In my old neighborhood in New Jersey, old pictures of the early 1900s showed ice festivals on the river on Presidents weekend with cars, carriages, skaters and ice boats. In the 20 or so years I lived there, it was a rare winter when the river froze completely. Days in the winter when we had enough snow to cross-country ski were getting less and less. I remember a few times when, if you didn’t get out in the morning to ski, it would melt by afternoon. A local ski area where a lot of kids use to learn to ski closed down because there weren’t enough days they could even make snow to keep going. In north Jersey where I ski patrolled, I remember one winter where we skied every weekend in the rain. That’s why I live in Summit County now!
Let’s look at some basic biology. Trees and green plants absorb carbon dioxide to convert it to carbohydrates that we and other living species ingest for energy and nutrients. Those trees and green plants give off water and oxygen. We have cut down vast acres of temperate and rain forests. It is hard to estimate how much forest we have lost, but for example, in the past 40 years alone, 90 percent of the wet lowland forests in western Ecuador have been cleared. These vanished forests were once home to 10,000 species of plants, and about 2,500 of these were found nowhere else in the world. If the forest is fragmented into small pieces surrounded by agriculture and development, there are not enough individuals in each area to reproduce and as a result many species are vanishing forever.
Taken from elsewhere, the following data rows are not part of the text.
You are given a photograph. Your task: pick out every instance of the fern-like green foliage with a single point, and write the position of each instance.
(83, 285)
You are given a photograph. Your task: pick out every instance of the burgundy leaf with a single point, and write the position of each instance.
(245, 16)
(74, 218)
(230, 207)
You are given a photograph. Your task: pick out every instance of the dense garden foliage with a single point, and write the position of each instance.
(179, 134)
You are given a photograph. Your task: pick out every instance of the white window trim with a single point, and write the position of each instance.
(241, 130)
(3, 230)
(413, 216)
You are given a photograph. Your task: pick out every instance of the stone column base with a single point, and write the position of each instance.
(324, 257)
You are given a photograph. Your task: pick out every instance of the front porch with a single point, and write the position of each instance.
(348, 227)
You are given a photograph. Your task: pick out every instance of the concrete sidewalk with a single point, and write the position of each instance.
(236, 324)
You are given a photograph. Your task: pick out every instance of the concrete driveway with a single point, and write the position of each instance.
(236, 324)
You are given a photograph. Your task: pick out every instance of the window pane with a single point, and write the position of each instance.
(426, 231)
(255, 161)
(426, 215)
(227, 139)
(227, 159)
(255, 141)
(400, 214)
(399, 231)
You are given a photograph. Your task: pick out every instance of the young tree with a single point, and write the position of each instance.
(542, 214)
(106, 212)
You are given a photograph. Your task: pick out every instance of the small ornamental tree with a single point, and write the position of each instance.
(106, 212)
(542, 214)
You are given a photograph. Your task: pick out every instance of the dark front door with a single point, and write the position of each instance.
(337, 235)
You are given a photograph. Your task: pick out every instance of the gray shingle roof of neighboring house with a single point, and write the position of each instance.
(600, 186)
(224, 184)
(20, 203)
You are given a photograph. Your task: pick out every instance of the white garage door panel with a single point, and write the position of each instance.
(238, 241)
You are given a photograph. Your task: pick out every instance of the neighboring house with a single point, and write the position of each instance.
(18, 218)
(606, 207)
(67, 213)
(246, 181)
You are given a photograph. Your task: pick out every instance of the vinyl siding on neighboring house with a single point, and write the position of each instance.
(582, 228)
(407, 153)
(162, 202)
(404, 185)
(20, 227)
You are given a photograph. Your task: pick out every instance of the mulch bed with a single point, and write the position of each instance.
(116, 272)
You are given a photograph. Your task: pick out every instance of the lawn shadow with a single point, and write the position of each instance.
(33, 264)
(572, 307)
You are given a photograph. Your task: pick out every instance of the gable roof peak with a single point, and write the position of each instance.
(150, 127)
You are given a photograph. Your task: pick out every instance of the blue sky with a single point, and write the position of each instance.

We are aware of this in our neck of the woods, as we are called on to design wildlife corridors across our highways so wildlife can travel safely. Some estimates are that tropical rain forests once covered 25 million square miles. A clear example of deforestation and climate change was pointed out in Jared Diamonds book “Collapse.” Easter Island, from records of seeds and pollen, was once densely forested. The natives cut down all the trees in order to build tracks to haul those statues down from the quarries in the mountains to the coast. Then the grass lands and bushes were further demolished by grazing sheep. The island is now largely barren rock – and arid. He gives numerous examples of how societies failed, following environmental destruction.
So some of you naysayers about climate change call environmentalists “tree huggers.” We’d better love trees more – what’s wrong with conserving the natural environment, and recycling? You have to admit that natural resources are limited, or don’t you care about future generations? As the human populations explode we are continuously putting stress on the environment and fighting over scant resources. Some scientists estimate we now need 1-1/2 earths to sustain the current population. What happened to the zero population growth movement? Humans are driven by hormones not neurons! We need to educate people more to get those neurons firing!
Breckenridge resident Dr. Joanne Stolen is a former professor of microbiology from Rutgers now teaching classes at CMC. Her scientific interests are in emerging infectious diseases and environmental pollution.